Trabalho para ex-infratores

Cerca de 30 mil pessoas são liberadas anualmente dos presídios brasileiros. Trata-se de ex-infratores que cumpriram suas penas e que voltam ao nosso convívio. O que a sociedade pretende fazer com eles? Quem está disposto a lhes oferecer uma segunda chance?

Os problemas de reinserção de ex-detentos no mundo do trabalho são colossais. As empresas, de modo geral, resistem à ideia de empregá-los. Os cidadãos igualmente evitam o contato com quem tem passado criminal: há o medo de que os infratores voltem a delinquir.

Todavia, se ninguém lhes abrir uma porta de oportunidade, eles voltarão ao mundo do crime. É isso o que está ocorrendo. De cada 10 pessoas que saem dos presídios, 7 voltam ao crime. É uma reincidência absurda: 70%.

Para reduzir essa taxa, o primeiro passo é entender a importância de integrar essas pessoas no mundo do trabalho. O segundo é dispor de programas que atendam às necessidades de quem emprega e de quem precisa se empregar.

Do lado dos ex-presidiários, há muitos problemas a serem superados. Afinal, os presídios mais estragam do que recuperam. Poucos são os que têm a chance de estudar na prisão. Dos 500 mil presos existentes no Brasil, menos de 60 mil fazem cursos, sabendo-se que 25% são analfabetos e 50% frequentaram apenas as primeiras séries do ensino fundamental. O nível de qualificação é baixo. Poucos são, também, os que trabalham em empresas instaladas no interior dos presídios.

Para voltar ao mundo do trabalho, o "clique" da desistência do crime é fundamental. Nem todos chegam a ele. Há os casos dos delinquentes que fizeram do crime o seu meio de vida e que não estão convencidos de que o trabalho compensa. Para eles, trabalhar rende menos do que delinquir. Felizmente, eles são a minoria.

Mas não há como negar, o problema é complexo. A inserção de pessoas com envolvimento no crime no mercado de trabalho exige ações coordenadas com as empresas, os presídios, as entidades de ajuda aos presos, as famílias e os próprios infratores.

Apesar disso, há dados animadores. O Conselho Nacional de Justiça iniciou, em 2009, um belo trabalho com os tribunais e a sociedade.

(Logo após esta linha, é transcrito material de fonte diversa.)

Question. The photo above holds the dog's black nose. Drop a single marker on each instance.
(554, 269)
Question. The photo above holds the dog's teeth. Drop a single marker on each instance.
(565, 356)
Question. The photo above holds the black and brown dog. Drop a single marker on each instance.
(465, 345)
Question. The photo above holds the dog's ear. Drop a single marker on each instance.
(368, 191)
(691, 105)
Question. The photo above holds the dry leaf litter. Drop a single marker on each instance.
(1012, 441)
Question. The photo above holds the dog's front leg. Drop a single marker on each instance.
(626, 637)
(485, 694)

De lá para cá, já foram empregados cerca de 1.500 egressos.

Aos poucos, empresas e órgãos públicos começam a se abrir. As estatísticas não são precisas, mas há importantes resultados a comentar. Com a ajuda do Sesi, do Senai e da Federação das Indústrias de Minas Gerais, fala-se em mais de mil ex-infratores empregados por ano naquele Estado. Relatos do Espírito Santo e do Distrito Federal dão conta de ser crescente o número de empresas que empregam ex-presidiários. Em São Paulo, a Secretaria de Assuntos Penitenciários e a Secretaria de Relações do Trabalho estão acumulando números crescentes. Outros Estados já têm registros positivos.

Não há nada retumbante nos resultados alcançados. A jornada está só iniciando e não pode ser interrompida. A sociedade precisa começar a debater o assunto, por mais complexo que seja.

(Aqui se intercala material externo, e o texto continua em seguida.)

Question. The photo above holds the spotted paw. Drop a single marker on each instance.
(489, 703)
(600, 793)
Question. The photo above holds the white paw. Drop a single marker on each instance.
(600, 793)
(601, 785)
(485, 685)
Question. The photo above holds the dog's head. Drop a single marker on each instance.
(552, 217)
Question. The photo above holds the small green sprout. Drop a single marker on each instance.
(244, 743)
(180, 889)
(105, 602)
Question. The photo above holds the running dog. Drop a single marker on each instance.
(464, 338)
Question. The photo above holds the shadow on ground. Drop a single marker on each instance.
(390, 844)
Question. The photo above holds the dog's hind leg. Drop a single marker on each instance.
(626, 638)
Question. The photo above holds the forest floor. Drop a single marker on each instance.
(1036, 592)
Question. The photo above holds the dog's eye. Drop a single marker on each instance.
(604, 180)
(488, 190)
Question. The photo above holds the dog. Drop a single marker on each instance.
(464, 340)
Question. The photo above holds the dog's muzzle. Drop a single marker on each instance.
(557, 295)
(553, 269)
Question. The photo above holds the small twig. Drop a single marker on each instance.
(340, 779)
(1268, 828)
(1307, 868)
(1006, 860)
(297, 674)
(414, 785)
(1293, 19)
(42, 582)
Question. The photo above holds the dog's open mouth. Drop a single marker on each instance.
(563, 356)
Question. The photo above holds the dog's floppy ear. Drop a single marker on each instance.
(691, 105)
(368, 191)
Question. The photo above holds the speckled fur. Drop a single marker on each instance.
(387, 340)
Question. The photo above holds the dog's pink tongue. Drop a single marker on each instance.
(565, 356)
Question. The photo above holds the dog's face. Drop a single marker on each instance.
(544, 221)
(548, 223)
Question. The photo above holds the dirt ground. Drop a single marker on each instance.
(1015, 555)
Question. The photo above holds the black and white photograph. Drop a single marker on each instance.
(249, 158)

O emprego de ex-infratores exige cautela, é claro. O ajuste do trabalho à capacidade dos ex-detentos é crucial. A preparação das suas atitudes e condutas para o mundo do trabalho é tão importante quanto a capacitação profissional. O apoio da família e da religião tem-se mostrado como de superior relevância para os indivíduos desistirem do crime. A preparação dos chefes e dos futuros colegas de trabalho é indispensável.

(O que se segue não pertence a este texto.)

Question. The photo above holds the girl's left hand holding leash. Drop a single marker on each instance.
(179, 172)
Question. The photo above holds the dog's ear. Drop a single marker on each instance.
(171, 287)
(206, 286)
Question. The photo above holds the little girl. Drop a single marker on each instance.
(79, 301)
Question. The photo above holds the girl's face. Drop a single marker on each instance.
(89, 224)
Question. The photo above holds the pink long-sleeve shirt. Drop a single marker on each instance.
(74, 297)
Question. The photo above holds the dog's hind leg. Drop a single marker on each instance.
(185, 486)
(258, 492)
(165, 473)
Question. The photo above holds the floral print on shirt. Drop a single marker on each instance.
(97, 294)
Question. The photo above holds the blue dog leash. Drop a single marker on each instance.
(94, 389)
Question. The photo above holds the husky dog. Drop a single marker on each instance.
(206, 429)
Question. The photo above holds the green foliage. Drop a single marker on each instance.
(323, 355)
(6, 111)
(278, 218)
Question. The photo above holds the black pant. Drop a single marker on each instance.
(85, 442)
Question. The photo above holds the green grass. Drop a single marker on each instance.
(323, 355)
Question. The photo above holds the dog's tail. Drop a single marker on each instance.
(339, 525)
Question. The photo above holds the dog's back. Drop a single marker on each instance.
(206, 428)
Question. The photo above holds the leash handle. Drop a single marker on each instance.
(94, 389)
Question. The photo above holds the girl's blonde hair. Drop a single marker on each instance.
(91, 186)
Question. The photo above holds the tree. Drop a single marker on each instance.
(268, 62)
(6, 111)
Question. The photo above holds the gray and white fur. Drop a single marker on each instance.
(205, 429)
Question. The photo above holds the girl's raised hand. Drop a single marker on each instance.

Em suma, a sociedade, em geral, e as empresas, em particular, têm pela frente um grande desafio - bem maior do que a dificuldade de empregar portadores de deficiência. Nos dois casos, porém, o trabalho é o caminho mais adequado para garantir a sobrevivência e a reconstrução da dignidade das pessoas. Para mais sugestões, ver José Pastore, Trabalho para Ex-infratores, Editora Saraiva, São Paulo, 2011.